今回紹介するカタログは日産のバネットラルゴのC22型です。
C22バネットは1985年に登場し、バネットとしては2代目になります。当初はバンとコーチのみで、このラルゴは1986年に遅れてモデルチェンジしています。またトラックも遅れて1988年にモデルチェンジしています。
従来のC20型と比べてスタイリッシュで流麗なデザインとなり、ラルゴは従来型以上にバネットコーチとの差別化がされて上級モデルとしてより明確なものとなりました。
C20ではあくまでバネットコーチの上級グレード的な位置付けでしたが、C22では内外装のデザインが全く別のものとなり上級モデルとして高級感があるデザインとなりました。またワンボックス初のガソリンターボが設定されており、ディーゼルエンジン搭載で重たく遅いイメージのあったワンボックスの中ではかなり異例の存在でした。
その後1989年にマイナーチェンジが行われ、フロントデザインの変更やスポーティグレードのクルージングシリーズの追加などが行われ、今回紹介するカタログはこの時のモデルとなります。
↑当時のCMです。
またその前の1988年にはそれまでチェリーバネット・サニーバネット・ダットサンバネットと販売店ごとに分かれていた車名がバネットに統一されました。
さらに欧州・北米向けの輸出仕様バネットはこのラルゴをベースとしており、欧州では単にバネット、北米では日産バンとして発売されました。恐らく北米向けはトヨタ・バン(マスターエース輸出仕様)への対抗馬と思われます。ちょうど小型ワンボックスの上級モデルとして国内でもライバルだった訳ですし…
当時の日産のワンボックスは最上級のキャラバン/ホーミーコーチ、中間のバネットラルゴ、一番下のバネットコーチといった形となります。
その後1991年にバネットコーチはセレナ(当初はバネットセレナ)にバトンタッチした後もラルゴはC22を継続しましたが、1993年にバネットラルゴがラルゴにモデルチェンジして生産終了しました。
この新型のラルゴはセレナベースでボンネット付きのセミキャブオーバーとなったため、キャブオーバーのラルゴはこれが最後になりました。

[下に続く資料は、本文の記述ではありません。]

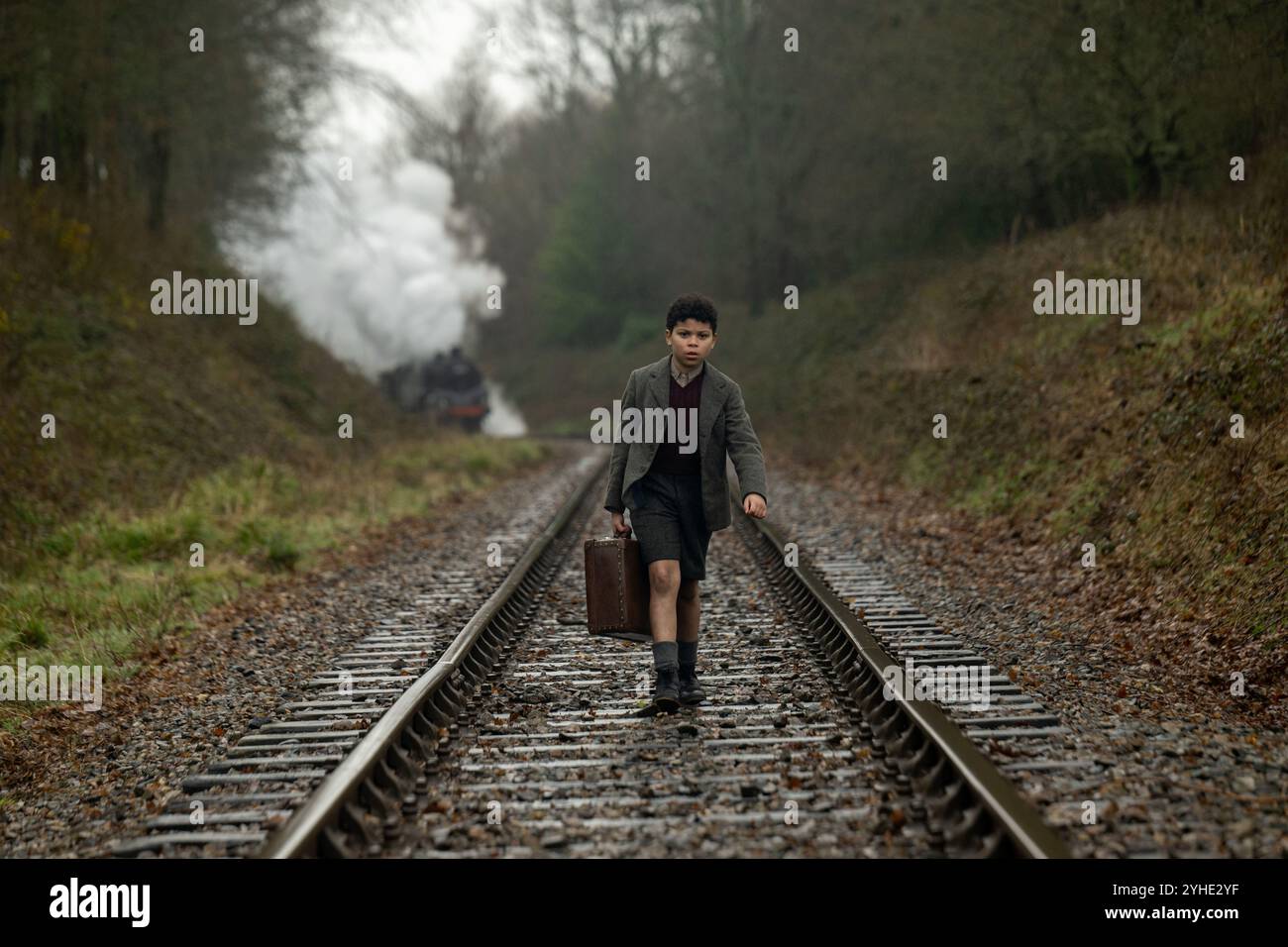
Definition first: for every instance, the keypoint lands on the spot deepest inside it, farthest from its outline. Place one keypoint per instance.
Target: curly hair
(692, 305)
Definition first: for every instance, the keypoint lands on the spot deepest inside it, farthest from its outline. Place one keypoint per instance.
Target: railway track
(523, 736)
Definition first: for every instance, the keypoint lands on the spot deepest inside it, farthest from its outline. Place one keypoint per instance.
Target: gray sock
(664, 656)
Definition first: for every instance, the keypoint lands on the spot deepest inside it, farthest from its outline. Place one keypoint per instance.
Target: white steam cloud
(370, 266)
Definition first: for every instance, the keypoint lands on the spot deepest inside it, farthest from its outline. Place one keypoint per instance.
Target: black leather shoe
(691, 690)
(666, 694)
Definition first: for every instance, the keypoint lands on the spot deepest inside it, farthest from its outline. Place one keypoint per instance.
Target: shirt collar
(683, 377)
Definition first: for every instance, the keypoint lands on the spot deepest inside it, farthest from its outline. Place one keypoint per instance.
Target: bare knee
(664, 578)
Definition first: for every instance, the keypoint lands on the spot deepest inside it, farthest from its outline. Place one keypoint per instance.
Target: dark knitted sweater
(669, 458)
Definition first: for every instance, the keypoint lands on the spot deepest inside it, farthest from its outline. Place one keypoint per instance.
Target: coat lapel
(715, 389)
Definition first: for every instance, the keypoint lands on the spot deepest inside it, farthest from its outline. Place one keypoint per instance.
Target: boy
(677, 495)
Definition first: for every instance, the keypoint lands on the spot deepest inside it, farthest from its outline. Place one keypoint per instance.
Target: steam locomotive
(449, 386)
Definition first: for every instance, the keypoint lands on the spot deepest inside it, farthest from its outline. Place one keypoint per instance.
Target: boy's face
(691, 342)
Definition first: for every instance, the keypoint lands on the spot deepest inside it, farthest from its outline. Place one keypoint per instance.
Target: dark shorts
(668, 518)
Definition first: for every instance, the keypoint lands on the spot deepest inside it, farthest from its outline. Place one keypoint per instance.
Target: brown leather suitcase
(617, 590)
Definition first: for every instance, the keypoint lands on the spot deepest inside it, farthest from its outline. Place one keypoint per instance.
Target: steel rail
(913, 728)
(384, 761)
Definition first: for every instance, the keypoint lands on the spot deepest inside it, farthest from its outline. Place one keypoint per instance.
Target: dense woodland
(772, 167)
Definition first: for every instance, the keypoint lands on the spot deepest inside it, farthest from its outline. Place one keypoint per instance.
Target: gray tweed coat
(722, 428)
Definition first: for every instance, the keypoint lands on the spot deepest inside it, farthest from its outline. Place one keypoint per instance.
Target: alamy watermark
(1087, 298)
(645, 425)
(193, 296)
(81, 684)
(943, 684)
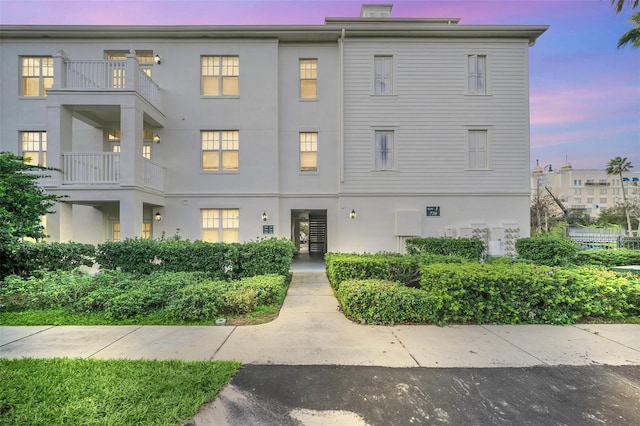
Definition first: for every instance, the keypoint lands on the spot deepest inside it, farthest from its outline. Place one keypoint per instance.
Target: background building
(363, 131)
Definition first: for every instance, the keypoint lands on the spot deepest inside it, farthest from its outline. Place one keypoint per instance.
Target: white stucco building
(370, 129)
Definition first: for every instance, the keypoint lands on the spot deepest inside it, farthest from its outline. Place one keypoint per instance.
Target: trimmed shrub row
(189, 296)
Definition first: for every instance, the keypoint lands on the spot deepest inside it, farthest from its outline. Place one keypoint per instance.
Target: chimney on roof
(375, 10)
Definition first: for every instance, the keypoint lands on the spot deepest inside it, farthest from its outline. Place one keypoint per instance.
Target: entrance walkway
(310, 330)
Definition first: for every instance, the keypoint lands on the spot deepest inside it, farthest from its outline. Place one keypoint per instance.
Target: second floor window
(220, 75)
(477, 71)
(308, 152)
(34, 148)
(383, 75)
(37, 75)
(308, 78)
(220, 150)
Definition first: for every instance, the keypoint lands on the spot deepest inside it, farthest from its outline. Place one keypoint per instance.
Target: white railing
(152, 175)
(89, 168)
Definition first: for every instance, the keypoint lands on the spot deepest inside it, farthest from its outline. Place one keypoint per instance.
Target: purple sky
(585, 93)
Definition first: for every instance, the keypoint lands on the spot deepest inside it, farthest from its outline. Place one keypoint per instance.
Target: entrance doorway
(309, 230)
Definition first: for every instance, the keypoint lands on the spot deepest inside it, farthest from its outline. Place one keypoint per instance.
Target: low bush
(469, 248)
(599, 257)
(547, 250)
(30, 257)
(385, 302)
(382, 266)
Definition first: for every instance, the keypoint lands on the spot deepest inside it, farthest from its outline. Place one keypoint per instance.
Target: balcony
(103, 168)
(104, 75)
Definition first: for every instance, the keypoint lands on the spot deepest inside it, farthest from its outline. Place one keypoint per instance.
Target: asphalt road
(355, 396)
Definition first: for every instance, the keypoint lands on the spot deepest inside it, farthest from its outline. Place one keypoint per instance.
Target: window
(477, 74)
(383, 75)
(478, 153)
(221, 225)
(384, 150)
(220, 149)
(34, 148)
(308, 78)
(220, 75)
(37, 75)
(308, 151)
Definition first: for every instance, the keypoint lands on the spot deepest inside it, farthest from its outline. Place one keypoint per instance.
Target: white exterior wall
(429, 111)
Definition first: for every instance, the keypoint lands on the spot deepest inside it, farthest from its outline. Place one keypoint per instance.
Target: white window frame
(42, 71)
(307, 74)
(381, 162)
(220, 219)
(221, 139)
(223, 67)
(308, 144)
(383, 75)
(478, 149)
(477, 73)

コンセプトのページです。このマイナーチェンジではスポーティグレードのクルージングシリーズが追加され、左側を見てわかるようにこれには専用のフロントマスクを採用しています。従来から存在したグレードはサルーンシリーズとされています。
まあ今のミニバンで言うならサルーンシリーズが標準系、クルージングシリーズがカスタム系(日産ではハイウェイスター)といったところですね…
ただ、当時はまだまだセダン主流で今のようにミニバン主流になるとは考えられず、まだまだワンボックスは傍流という考えが多かった時代にスポーティ志向のグレードやガソリン高性能エンジンを設定していたのはかなり珍しいことだと思います。
90年代後半までワンボックス・ミニバンはまだまだ商用車の延長線上でディーゼルエンジンが主流でしたし…
写真はサルーンシリーズのグランドサルーンになります。

コンセプトのページです。写真はクルージングシリーズのグランドクルージングで、前述した通り専用のフロントマスクとなっています。グリルレスの平面基調のものとなっていますが、これは元々北米向け輸出仕様(日産・バン)で使われていたものを流用したものになります。

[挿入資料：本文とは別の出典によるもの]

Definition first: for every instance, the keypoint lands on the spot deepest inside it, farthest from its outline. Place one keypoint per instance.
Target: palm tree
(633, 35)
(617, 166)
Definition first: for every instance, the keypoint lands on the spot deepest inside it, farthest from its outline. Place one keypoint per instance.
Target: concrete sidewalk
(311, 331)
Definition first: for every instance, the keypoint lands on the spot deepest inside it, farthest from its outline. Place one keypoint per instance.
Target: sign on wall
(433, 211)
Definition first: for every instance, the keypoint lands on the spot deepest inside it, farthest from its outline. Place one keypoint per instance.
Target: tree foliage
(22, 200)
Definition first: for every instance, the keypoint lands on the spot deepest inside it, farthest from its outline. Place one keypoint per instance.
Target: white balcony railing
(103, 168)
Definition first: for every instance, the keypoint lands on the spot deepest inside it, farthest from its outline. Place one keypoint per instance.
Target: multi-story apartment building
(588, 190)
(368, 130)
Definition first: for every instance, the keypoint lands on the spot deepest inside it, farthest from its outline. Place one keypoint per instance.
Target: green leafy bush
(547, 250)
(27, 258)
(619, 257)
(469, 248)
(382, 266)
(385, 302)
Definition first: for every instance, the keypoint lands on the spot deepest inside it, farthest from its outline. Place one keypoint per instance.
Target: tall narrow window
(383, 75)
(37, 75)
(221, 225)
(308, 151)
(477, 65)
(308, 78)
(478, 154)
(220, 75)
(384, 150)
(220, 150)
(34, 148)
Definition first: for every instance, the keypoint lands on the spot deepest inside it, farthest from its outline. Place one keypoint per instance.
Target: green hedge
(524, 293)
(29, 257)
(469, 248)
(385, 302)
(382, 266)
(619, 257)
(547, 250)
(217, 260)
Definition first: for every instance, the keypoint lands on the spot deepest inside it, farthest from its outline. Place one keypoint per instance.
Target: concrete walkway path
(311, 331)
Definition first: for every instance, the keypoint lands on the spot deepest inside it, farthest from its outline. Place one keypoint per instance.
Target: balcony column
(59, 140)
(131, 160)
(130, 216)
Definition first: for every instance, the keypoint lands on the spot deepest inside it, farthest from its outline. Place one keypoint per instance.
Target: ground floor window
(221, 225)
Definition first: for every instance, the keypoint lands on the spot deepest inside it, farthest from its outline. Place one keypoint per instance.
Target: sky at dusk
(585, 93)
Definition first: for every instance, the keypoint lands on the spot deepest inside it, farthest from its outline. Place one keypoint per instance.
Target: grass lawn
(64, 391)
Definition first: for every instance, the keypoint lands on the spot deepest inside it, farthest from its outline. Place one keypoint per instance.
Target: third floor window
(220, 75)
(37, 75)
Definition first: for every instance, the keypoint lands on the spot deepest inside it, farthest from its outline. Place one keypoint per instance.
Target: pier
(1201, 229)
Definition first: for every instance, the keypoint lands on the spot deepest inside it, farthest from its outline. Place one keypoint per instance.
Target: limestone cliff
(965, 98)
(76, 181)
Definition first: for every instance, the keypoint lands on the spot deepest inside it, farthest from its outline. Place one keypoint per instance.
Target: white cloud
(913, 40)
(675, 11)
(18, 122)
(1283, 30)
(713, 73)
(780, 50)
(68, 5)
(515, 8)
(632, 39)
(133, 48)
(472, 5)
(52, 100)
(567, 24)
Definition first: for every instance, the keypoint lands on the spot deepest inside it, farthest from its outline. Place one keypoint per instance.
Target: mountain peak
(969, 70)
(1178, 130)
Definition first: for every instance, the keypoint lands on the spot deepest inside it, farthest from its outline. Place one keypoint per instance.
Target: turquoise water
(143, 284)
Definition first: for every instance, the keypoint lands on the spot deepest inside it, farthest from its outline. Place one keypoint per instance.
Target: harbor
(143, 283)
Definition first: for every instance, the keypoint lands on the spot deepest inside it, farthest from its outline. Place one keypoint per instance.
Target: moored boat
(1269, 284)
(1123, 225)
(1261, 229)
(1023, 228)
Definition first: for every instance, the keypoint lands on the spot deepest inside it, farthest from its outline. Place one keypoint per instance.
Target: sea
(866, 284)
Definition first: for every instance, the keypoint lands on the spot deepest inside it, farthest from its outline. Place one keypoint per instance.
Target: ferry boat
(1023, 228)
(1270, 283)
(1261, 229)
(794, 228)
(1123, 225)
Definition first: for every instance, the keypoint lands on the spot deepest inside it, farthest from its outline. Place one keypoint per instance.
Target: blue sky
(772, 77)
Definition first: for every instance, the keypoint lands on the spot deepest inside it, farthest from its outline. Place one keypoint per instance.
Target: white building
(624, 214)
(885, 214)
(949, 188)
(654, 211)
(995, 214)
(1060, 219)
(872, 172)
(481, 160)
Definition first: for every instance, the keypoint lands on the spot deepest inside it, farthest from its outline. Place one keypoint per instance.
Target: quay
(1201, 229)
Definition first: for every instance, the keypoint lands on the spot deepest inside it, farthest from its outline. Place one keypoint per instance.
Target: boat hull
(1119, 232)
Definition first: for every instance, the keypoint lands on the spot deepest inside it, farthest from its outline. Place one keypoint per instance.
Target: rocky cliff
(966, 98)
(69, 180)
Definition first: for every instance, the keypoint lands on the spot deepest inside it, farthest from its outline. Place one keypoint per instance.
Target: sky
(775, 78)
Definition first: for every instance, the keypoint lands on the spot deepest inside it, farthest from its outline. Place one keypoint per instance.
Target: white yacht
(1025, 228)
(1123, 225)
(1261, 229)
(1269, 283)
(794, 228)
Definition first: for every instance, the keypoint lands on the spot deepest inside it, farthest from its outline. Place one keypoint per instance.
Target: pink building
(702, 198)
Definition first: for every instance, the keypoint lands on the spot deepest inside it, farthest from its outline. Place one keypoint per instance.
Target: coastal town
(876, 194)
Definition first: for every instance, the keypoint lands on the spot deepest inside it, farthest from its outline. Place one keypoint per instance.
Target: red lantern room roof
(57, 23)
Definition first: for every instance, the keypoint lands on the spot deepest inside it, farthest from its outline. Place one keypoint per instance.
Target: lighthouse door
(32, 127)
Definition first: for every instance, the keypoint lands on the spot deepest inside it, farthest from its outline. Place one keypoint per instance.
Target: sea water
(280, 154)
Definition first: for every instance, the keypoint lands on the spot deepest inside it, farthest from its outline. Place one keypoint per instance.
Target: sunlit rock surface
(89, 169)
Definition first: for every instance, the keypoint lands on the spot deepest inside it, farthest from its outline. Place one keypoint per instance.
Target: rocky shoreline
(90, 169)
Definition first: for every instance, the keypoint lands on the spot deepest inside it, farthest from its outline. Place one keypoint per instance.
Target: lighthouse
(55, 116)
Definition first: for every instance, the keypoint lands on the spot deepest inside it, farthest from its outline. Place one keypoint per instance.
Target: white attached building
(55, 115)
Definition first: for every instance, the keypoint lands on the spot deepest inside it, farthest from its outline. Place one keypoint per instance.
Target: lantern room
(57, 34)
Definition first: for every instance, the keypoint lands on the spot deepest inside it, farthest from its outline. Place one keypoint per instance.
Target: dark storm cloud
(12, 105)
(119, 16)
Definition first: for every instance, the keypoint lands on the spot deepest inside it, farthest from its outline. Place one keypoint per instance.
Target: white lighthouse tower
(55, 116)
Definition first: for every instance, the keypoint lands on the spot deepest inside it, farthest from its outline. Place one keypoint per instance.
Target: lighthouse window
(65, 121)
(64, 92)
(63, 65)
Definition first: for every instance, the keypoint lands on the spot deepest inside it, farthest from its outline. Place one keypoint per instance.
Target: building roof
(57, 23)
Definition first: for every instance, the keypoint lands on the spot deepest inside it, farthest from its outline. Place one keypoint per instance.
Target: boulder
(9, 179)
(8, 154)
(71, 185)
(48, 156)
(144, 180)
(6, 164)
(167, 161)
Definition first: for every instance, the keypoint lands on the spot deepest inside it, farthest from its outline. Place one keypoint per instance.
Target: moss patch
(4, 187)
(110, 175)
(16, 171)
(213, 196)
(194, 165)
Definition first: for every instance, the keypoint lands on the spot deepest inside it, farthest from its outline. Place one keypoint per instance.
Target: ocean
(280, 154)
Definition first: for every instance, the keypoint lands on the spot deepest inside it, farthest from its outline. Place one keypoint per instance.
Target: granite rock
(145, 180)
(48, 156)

コンセプトのページです。リアデザインはバネットコーチとは全く別のものでより傾斜の強いものとなっています。またガーニッシュも大型のものとなっています。
セカンドシートにもバネットコーチに存在しないキャプテンシートを装備し、これをリムジンシートと称しています。この名称は後にルネッサにも使われていましたね。

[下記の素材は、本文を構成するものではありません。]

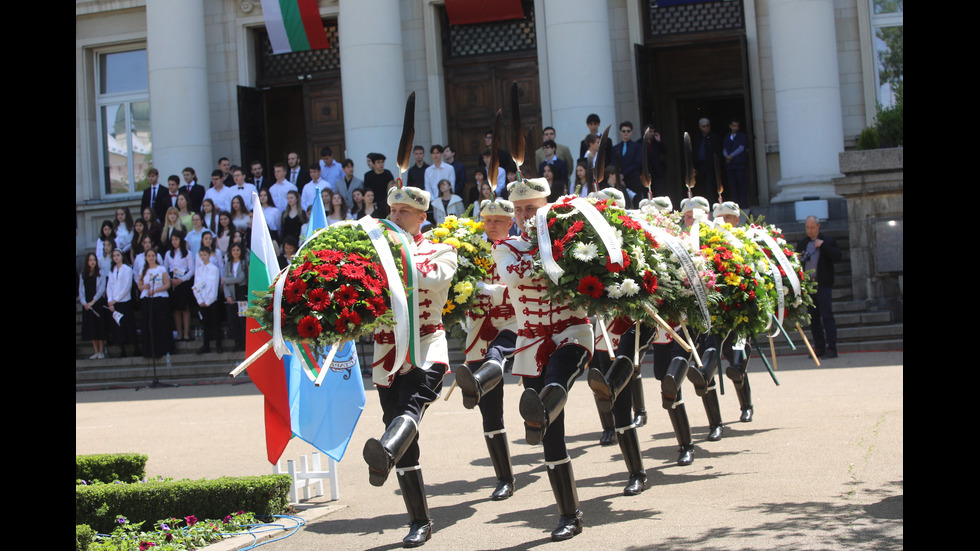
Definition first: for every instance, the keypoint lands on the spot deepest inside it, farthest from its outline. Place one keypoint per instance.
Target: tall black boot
(381, 455)
(500, 457)
(413, 492)
(738, 373)
(539, 410)
(703, 380)
(670, 392)
(743, 391)
(639, 401)
(566, 495)
(629, 444)
(474, 384)
(608, 422)
(608, 386)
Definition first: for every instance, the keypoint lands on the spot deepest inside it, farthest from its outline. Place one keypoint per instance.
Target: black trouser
(409, 394)
(565, 365)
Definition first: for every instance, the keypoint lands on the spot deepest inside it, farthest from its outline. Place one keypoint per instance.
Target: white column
(178, 71)
(373, 74)
(808, 104)
(579, 64)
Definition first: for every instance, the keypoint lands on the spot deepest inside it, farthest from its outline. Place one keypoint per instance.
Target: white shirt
(310, 192)
(278, 192)
(245, 192)
(434, 174)
(120, 284)
(220, 197)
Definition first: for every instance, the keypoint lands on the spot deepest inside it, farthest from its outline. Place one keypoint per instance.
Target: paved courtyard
(820, 467)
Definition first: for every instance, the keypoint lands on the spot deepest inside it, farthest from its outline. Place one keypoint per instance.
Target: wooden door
(474, 92)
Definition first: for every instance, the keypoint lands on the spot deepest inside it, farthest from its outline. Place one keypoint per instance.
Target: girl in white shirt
(180, 265)
(206, 281)
(119, 292)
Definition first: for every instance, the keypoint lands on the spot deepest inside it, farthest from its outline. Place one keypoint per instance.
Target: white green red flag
(268, 372)
(294, 25)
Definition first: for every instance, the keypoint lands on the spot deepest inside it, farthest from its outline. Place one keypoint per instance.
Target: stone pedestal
(873, 185)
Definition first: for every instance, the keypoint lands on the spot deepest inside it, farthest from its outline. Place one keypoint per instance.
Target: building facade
(181, 83)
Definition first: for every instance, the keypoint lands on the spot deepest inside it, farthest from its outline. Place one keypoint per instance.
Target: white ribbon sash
(592, 216)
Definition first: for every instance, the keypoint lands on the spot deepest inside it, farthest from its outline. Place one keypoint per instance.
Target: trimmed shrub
(111, 467)
(99, 505)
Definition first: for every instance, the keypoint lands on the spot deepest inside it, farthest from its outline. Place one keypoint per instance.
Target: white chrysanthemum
(629, 287)
(585, 251)
(614, 291)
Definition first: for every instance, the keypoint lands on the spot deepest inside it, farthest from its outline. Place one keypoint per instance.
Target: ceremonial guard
(491, 335)
(736, 353)
(554, 344)
(407, 385)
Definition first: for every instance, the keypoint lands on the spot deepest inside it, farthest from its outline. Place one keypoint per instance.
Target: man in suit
(707, 153)
(558, 165)
(224, 165)
(257, 179)
(416, 172)
(560, 151)
(155, 195)
(193, 190)
(330, 169)
(818, 252)
(735, 148)
(627, 155)
(296, 174)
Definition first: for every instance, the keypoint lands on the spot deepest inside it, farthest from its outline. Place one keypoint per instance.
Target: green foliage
(111, 467)
(888, 130)
(83, 537)
(172, 534)
(100, 505)
(868, 139)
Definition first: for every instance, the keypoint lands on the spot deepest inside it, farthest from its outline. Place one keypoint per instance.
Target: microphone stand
(153, 353)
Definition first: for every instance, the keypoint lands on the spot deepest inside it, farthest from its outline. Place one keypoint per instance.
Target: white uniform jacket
(542, 325)
(435, 264)
(498, 314)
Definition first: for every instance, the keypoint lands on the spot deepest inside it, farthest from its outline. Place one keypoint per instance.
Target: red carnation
(346, 296)
(327, 271)
(293, 292)
(650, 282)
(330, 256)
(590, 285)
(629, 222)
(353, 271)
(347, 316)
(309, 327)
(318, 299)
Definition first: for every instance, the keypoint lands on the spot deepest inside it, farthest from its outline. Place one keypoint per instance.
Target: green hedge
(83, 536)
(99, 505)
(111, 467)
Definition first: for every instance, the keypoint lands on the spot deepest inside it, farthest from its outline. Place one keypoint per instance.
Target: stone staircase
(858, 330)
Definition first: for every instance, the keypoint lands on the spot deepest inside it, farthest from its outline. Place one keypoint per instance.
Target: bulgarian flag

イメージ画像です。このC22バネットラルゴも今や全く見なくなりました…数年前にずっと放置されているようなボロボロの廃車体を見たのが最後になりますね…

インパネのページです。このインパネもラルゴ専用のものになります。ステアリングもクルージングシリーズとサルーンシリーズでは異なり、左側がサルーンシリーズで丸みを帯びたステアリング、右側がクルージングシリーズでスポーティなステアリングとなっています。またメーターパネルも異なっています。

インテリアのページです。前述した通りバネットコーチに存在しないキャプテンシートを装備し、これをリムジンシートと称しています。このリムジンシートには無段階調整が可能なアームレストを装備しています。
さらに最上級グレードでのエクスクルージブサルーンにはギャザーが入ったベロア調のシートを装備しています。これは今見ても中々上質で高級感が出ているのがいいですね…
昔のワンボックス・ミニバンって今のミニバンよりも面白みがあって好きなんですよね~回転対座などの豊富なシートアレンジや豪華さを競い合ったサンルーフ…などなど

装備のページです。当時の各社が競い合った大型のサンルーフはパノラマルーフという名称で、このマイナーチェンジでさらに面積を拡大させて超パノラマルーフに進化しています。
3列それぞれ独立しているのも特徴で、動作も1列目はチルトアップ・2列目は後方スライド・3列目は固定となっています。
またこれまた当時のワンボックスでは採用例が多くないアルミホイールを設定しており、BBS風のメッシュタイプまで3種類も豊富に設定されています。
リアスポイラーも設定されているのですが、バックドア全体を覆う独特なタイプとなっています。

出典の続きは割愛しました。